The French mathematician, physicist, inventor, and philosopher, Blaise Pascal, was fascinated with the Jewish people’s antiquity. In his book, Pensees, he wrote, “This people are not eminent solely by their antiquity, but are also singular by their duration, which has always continued from their origin till now. For, whereas the nations of Greece and of Italy, of Lacedaemon, of Athens and of Rome, and others who came long after, have long since perished, these ever remain, and in spite of the endeavors of many powerful kings who have a hundred times tried to destroy them, …they have nevertheless been preserved.”[iv]

Indeed, as countless renowned individuals throughout the ages have noted, the Jews cannot be annihilated. The Jews have a mission to fulfill, and until they do, Nature, God, the Creator, Yahweh, or however you may choose to call Him, will not let it happen. And yet, as long as Jews continue to avoid assuming their intended task, they certainly can, have been, and will be tortured and slaughtered almost to extinction. To unearth the roots of the Jewish Via Dolorosa through history, we need to journey back in time to the onset of Creation.

In Chapter 2 we noted that the Creator has but one desire—to do good to His creations, namely us humans. But because we currently have no perception of Him, we cannot receive from Him.

When we want to give a present to a friend, we approach that friend and give it. There must be contact between the giver and the receiver. Just so, for Him to give to us, the Creator and Creation must connect. And upon connection, as we quoted Baal HaSulam, “One feels the wonderful benefit contained in the Thought of Creation, which is to delight His creatures with His full, good, and generous hand. Because of the abundance of benefit that one attains, wondrous love appears between a person and the Creator, incessantly pouring upon one by the very routes and channels through which natural love appears. However, all this comes to a person from the moment one attains and onwards.”[v]

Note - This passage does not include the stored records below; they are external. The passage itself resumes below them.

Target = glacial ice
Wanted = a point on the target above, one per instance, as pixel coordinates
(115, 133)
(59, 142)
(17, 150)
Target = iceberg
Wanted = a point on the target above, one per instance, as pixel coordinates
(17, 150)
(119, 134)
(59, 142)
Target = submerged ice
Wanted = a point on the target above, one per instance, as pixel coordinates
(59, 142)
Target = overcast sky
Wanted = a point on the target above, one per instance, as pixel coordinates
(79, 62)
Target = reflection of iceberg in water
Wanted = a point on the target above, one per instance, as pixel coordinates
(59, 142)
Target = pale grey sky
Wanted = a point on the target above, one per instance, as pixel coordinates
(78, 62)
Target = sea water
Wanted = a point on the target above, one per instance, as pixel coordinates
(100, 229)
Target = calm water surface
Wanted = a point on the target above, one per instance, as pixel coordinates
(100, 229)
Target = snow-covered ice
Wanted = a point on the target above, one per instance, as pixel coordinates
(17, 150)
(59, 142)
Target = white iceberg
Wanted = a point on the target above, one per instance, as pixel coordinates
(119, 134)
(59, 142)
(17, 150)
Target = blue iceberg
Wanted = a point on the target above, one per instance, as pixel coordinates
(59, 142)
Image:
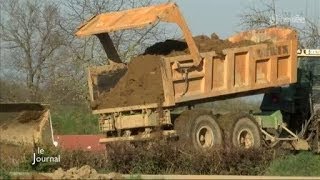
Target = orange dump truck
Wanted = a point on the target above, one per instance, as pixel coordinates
(268, 61)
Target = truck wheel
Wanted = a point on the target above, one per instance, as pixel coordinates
(198, 129)
(246, 133)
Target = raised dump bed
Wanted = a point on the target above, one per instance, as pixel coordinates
(154, 81)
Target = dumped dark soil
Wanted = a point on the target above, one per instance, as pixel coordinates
(204, 44)
(27, 116)
(142, 83)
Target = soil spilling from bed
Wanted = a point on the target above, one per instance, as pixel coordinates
(142, 82)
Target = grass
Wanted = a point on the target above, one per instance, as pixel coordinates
(74, 120)
(301, 164)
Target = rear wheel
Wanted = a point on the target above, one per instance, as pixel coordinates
(198, 129)
(246, 133)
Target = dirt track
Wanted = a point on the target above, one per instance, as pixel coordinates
(146, 176)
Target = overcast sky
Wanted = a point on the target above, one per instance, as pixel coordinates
(222, 16)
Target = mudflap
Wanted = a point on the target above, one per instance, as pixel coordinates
(317, 137)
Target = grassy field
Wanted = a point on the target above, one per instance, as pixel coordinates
(301, 164)
(79, 120)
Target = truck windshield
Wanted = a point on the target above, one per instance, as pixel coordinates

This, we said in Chapter 2, arouses the need for “equivalence of form,” that is, to be like the Creator, having a nature of giving. Regrettably, the vast majority of us have no desire for it; we vehemently resent giving unless we have some underlying profit, an ulterior motive to do so. RASHI, the great commentator on the Bible, wrote that the verse, “The inclination of a man’s heart is evil from his youth” (Genesis 8:21), means that “As soon as one is shaken out of his mother’s womb, He [the Creator] plants in him the evil inclination,” which, as said in Chapter 3, is egotism, the desire to receive for ourselves.

Therefore, considering that the Creator is benevolent and that we are the opposite, the clash between man and God seems inevitable. How can we ever attain Him if He has made us inherently opposite from Him? The remedy to egotism lies in what we described earlier as “the point in the heart.” That thirst to understand what life is about, and what makes the world go around (and it is not money), is the yearning that enabled Adam, Abraham and his progeny, Moses, and the entire nation that arose out of the pariahs from Babylon, to develop a correction method that turns the evil inclination into goodness.

[i] Johann Wolfgang von Goethe, Wilhelm Meisters Lehrjahre (Berlin (Germany), Johann Friedrich Unger, 1795-1796), 359.

[ii] Glover, The Ancient World, 184-191.

[iii] Ernest van den Haag, The Jewish Mystique (US, Stein & Day, 1977), 13.

[iv] Blaise Pascal, Pensees, trans. W.F. Trotter, Introduction by T.S. Eliot (Benediction Books, 2011), 205.

[v] Ashlag, Talmud Eser Sefirot (The Study of the Ten Sefirot), Part 1, “Introduction to the Study of the Ten Sephirot,” 31.